To start off: Dexter, nor anyone else, could successfully inject anything into any neck vessel (artery or vein) accurately on a frequent basis. Especially on a struggling victim.

1) Arteries are under high pressure. They pulsate and shoot blood out. Accidentally put a decent-sized needle into a decent-sized artery, and if you don't hold strong pressure for a good several minutes, the artery will start pushing blood out into the surrounding connective tissue, causing a large blood collection called a hematoma. Get a rapidly expanding hematoma in the neck, for example, and you start compressing other vital structures like nerves, veins, and the trachea (windpipe).

When doctors do cardiac catheterizations (for coronary artery problems), they go in through the femoral artery. After the procedure, they leave a 10-20 pound weight over the groin for the next several hours to prevent hematoma formation.

2) The external jugular vein is, for all intents and purposes, a vein like one in your arm or hand. It has valves, is on the smaller side, and is a "peripheral vein." You can see it running down someone's neck if they strain or get flustered. Pops right out. We put IVs into it fairly frequently when we can't find anything better peripherally, and you can connect it to IV fluid just like any other vein.

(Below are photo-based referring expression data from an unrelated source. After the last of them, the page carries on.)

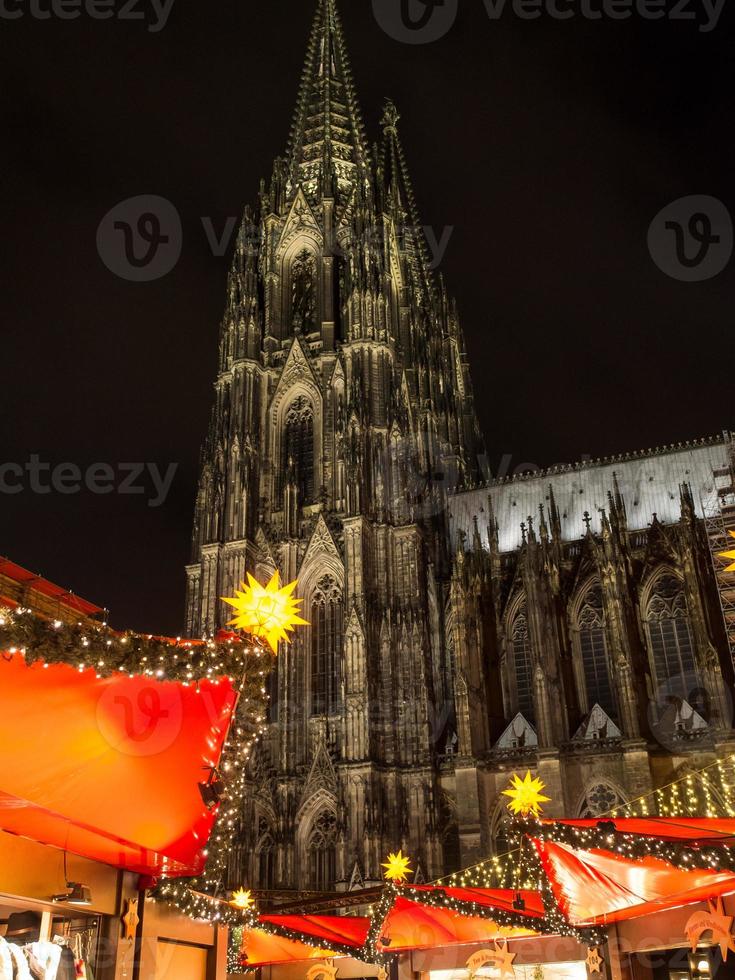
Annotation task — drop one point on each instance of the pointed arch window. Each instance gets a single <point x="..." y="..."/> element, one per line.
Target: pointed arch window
<point x="671" y="645"/>
<point x="327" y="627"/>
<point x="593" y="654"/>
<point x="265" y="853"/>
<point x="297" y="463"/>
<point x="304" y="291"/>
<point x="522" y="665"/>
<point x="322" y="852"/>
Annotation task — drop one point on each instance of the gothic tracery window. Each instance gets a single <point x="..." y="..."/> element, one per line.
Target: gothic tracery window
<point x="594" y="661"/>
<point x="298" y="448"/>
<point x="522" y="666"/>
<point x="327" y="613"/>
<point x="322" y="851"/>
<point x="265" y="857"/>
<point x="601" y="800"/>
<point x="670" y="641"/>
<point x="303" y="291"/>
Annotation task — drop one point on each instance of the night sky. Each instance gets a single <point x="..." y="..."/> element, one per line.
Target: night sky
<point x="549" y="146"/>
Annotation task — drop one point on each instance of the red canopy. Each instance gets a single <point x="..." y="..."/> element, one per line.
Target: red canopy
<point x="690" y="830"/>
<point x="109" y="768"/>
<point x="592" y="887"/>
<point x="597" y="886"/>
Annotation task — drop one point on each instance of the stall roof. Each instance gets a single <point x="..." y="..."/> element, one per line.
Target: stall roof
<point x="109" y="768"/>
<point x="28" y="580"/>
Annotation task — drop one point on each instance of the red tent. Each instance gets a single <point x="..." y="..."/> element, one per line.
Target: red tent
<point x="108" y="768"/>
<point x="592" y="886"/>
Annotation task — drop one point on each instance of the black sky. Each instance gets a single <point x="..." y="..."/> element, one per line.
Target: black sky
<point x="549" y="147"/>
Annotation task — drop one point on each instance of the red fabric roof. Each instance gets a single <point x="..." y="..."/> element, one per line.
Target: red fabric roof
<point x="597" y="886"/>
<point x="692" y="830"/>
<point x="23" y="577"/>
<point x="109" y="768"/>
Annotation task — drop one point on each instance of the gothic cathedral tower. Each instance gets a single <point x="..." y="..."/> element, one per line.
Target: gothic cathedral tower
<point x="343" y="411"/>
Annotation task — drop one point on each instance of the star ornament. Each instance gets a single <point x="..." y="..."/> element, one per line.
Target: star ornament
<point x="242" y="899"/>
<point x="397" y="867"/>
<point x="267" y="612"/>
<point x="729" y="555"/>
<point x="526" y="796"/>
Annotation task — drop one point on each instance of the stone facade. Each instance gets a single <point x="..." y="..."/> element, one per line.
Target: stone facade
<point x="344" y="451"/>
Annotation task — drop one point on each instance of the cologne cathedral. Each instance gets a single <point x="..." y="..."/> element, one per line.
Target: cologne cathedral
<point x="575" y="622"/>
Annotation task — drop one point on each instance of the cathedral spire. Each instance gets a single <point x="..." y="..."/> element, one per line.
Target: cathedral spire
<point x="399" y="194"/>
<point x="328" y="134"/>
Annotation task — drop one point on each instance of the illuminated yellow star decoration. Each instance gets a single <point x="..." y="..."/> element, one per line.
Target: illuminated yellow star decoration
<point x="242" y="899"/>
<point x="268" y="612"/>
<point x="526" y="796"/>
<point x="397" y="867"/>
<point x="729" y="555"/>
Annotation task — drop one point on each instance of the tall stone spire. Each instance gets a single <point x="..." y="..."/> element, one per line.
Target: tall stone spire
<point x="343" y="417"/>
<point x="328" y="134"/>
<point x="400" y="200"/>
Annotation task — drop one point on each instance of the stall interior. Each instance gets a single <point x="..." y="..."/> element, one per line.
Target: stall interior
<point x="47" y="942"/>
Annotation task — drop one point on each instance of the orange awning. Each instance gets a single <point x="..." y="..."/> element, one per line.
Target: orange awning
<point x="411" y="925"/>
<point x="108" y="768"/>
<point x="596" y="886"/>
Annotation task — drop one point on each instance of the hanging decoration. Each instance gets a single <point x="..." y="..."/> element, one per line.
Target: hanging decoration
<point x="322" y="970"/>
<point x="242" y="899"/>
<point x="729" y="555"/>
<point x="267" y="612"/>
<point x="526" y="796"/>
<point x="715" y="922"/>
<point x="498" y="957"/>
<point x="131" y="919"/>
<point x="594" y="961"/>
<point x="397" y="867"/>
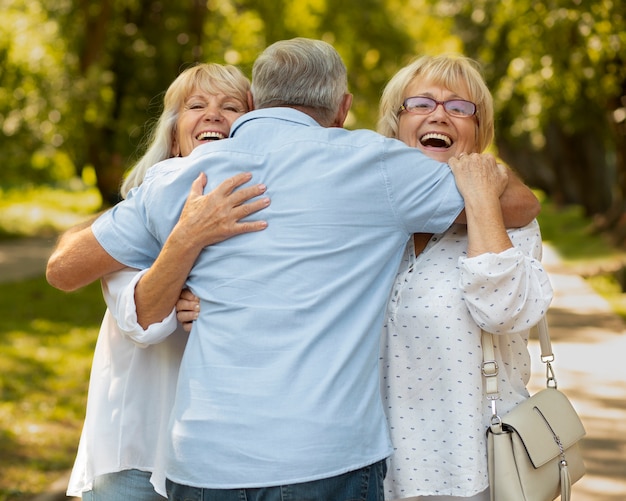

3) The internal jugular vein is a central vein. It is large and lacks valves. It runs between the muscle bellies of the neck muscles. It connects near the heart with the external jugular vein. We put large catheters into this vein frequently with critically ill patients, so that we can either give massive amounts of fluids quickly or give multiple IV drugs at the same time or run some tests on the pressures in the heart and lungs. Nowadays, most of these "central lines" are put in under ultrasound guidance, so you don't either a) go too deep and accidentally hit the common carotid artery (see #1) or b) go too far and puncture a lung.

So sorry, Dex. You're all make-believe.
posted by gramcracker at 11:47 PM on January 4, 2009 [4 favorites]


I routinely place internal jugular lines in patients and don't have much to add to gramcracker's response. I will mention that if you completely sever or seriously lacerate the common or internal carotid artery the blood pressure in the brain may drop precipitously and cause rapid loss of consciousness (although not always, because the brain is also supplied by the carotid on the other side as well as the basilar artery, and all three are interconnected via the Circle of Willis so there is a good deal of redundancy there). As for the syringe gun you mention, it may be based on pneumatic vaccination guns such as the Med-E-Ject that were widely used in mass vaccination programs prior to the 1980s, when it was discovered that sharing vaccination equipment was not such a good idea (even before HIV was well understood). They are still used in some areas, though.